|| angel OF LIGHT ||


When I was little, I used to lie on my back in the grass at night. I began to tell one star from another and wished that one of them could be mine, like an imaginary friend.
    First I picked the Pole Star, because it is the easiest for a child to find, once you know that the Big Dipper is about to catch it. But I wanted my star to be a moving star, and not such a constant one. Besides, the sailors at sea would be lost without the Pole Star to guide them.

Next I picked out two special stars in the heart of the Swan. All the other stars looked white - but these were bright blue and gold. They reminded me of twin jewels, but before I could choose, I stopped. They belonged to each other, and it wouldn't be fair to take just one.
    Orion's belt caught my eye for a moment, but I'm not a hunter. I had better leave the Dog Star alone, too, with its nose pressed to the celestial trail and its tail thumping the sky.

Last of all I turned to my favorites, the Seven Sisters. To me they were like elegant ladies getting ready for a ball, wrapped in a gossamer blue cloud.

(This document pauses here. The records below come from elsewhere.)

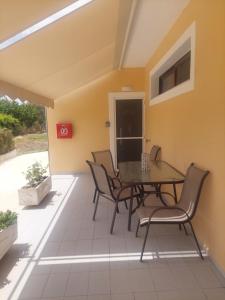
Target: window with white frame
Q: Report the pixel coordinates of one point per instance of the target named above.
(174, 74)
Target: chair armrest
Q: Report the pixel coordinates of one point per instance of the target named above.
(170, 208)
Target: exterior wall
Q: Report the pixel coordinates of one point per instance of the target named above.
(191, 127)
(87, 109)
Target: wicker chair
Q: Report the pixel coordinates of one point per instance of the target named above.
(105, 190)
(104, 157)
(182, 212)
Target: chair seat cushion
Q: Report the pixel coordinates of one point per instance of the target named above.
(125, 194)
(166, 215)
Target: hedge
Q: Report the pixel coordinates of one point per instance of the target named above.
(9, 122)
(6, 141)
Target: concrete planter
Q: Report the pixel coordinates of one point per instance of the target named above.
(7, 156)
(34, 195)
(7, 238)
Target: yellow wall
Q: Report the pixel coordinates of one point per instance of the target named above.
(87, 109)
(191, 127)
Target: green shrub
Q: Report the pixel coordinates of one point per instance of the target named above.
(26, 113)
(7, 218)
(6, 141)
(35, 174)
(7, 121)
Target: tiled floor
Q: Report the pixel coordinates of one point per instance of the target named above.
(62, 254)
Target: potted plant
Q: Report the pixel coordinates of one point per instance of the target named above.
(37, 187)
(8, 231)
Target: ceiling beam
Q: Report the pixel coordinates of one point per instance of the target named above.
(127, 12)
(14, 92)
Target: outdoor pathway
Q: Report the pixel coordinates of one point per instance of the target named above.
(61, 254)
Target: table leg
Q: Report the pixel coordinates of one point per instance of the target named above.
(130, 208)
(175, 192)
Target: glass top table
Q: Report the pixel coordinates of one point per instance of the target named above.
(160, 172)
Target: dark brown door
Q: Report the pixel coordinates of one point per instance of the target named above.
(129, 129)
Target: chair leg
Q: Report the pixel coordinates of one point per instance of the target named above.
(95, 195)
(196, 241)
(125, 202)
(96, 205)
(138, 225)
(114, 217)
(185, 229)
(144, 243)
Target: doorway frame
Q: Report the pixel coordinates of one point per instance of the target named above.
(113, 96)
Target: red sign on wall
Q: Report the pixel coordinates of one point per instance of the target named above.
(64, 130)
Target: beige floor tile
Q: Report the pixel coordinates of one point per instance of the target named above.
(99, 283)
(77, 284)
(56, 285)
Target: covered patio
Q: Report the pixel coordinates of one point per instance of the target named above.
(68, 256)
(79, 59)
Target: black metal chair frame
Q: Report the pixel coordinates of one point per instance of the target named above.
(188, 220)
(112, 179)
(116, 200)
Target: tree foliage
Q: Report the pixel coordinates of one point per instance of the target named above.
(26, 113)
(7, 121)
(6, 141)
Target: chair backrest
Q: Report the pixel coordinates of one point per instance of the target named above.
(154, 152)
(100, 177)
(191, 191)
(104, 158)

But who has the heart to tear seven sisters apart?

My game taught me a lot about the night sky, but I was growing up. The whole idea of having my own star faded, and it was hard to remember if I had ever chosen one in the end. People began to tell me that the word "star" meant something quite different. I half believed them, then one night I was tossing in bed, hurt and worried. My heart felt heavy with troubles. Stumbling to my feet, I looked out the window. Thick clouds masked the midnight sky. No stars!

I trembled to think of a world without stars. No guide for the sailor to trust at sea, no jewels to dazzle our sense of beauty, no hunter pointing to the next horizon, no lovely ladies trailing perfume to heaven's ballroom. But all around the globe, the air is so dirty and the lights from the cities are so bright that for some people few stars can be seen anymore. A generation of children may grow up seeing a blank sky and asking, "Did there used to be stars there?"

Let's give them back the sky and let's do it now - before it's too late. I'm going to search for my star until I find it. It's hidden in the drawer of innocence, wrapped in a scarf of wonder. I'll need a map to tell me which hole it should fill, and that will be a small one. But there are nearly five billion of us on earth, and we all need the sky. Find your star and throw it up to heaven. You still have it, don't you?